To figure out what was up, I spoke with GoDaddy’s general counsel, Christine Jones.
She told me that given the extenuating circumstances of this situation, they decided to renew the domain for a year. This is not a usual policy for the company.
“So, we had some activity around this name, either people that follow the blog, or people who just were friends of his or acquaintances who noticed that the domain was going to expire,” she said. “Some of those people contacted us and because it didn’t seem like he was going to give over permission to somebody to renew his name before the expiration, we went ahead and renewed it as a courtesy.”
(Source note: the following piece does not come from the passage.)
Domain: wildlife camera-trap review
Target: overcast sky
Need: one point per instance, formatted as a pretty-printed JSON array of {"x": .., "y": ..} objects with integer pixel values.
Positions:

She added that if this happens again in a year and he doesn’t renew it or give anyone else access, the domain will expire. In this case, she advises that Derakhshan give his username and password to a trusted friend or family member so that they can access the account and renew it for him. Alternatively, they’ll need the last six digits of the credit card that was used.
She also noted that it’s not possible for friends or other people to donate money to to renew it on his behalf.
“It seems sort of draconian as we’re talking about this one domain that you’re using as an example, but if you take the bigger picture, it might help you understand why we have to be very black and white about this,” she said. “We do have situations where people say: ‘Hey let me send you money so that we can renew hoder.com’ and the gentleman who is the registrant of hoder.com doesn’t want it to be renewed. And that happens from time to time.”
Kudos to GoDaddy for helping out Derakhshan, even in a small way.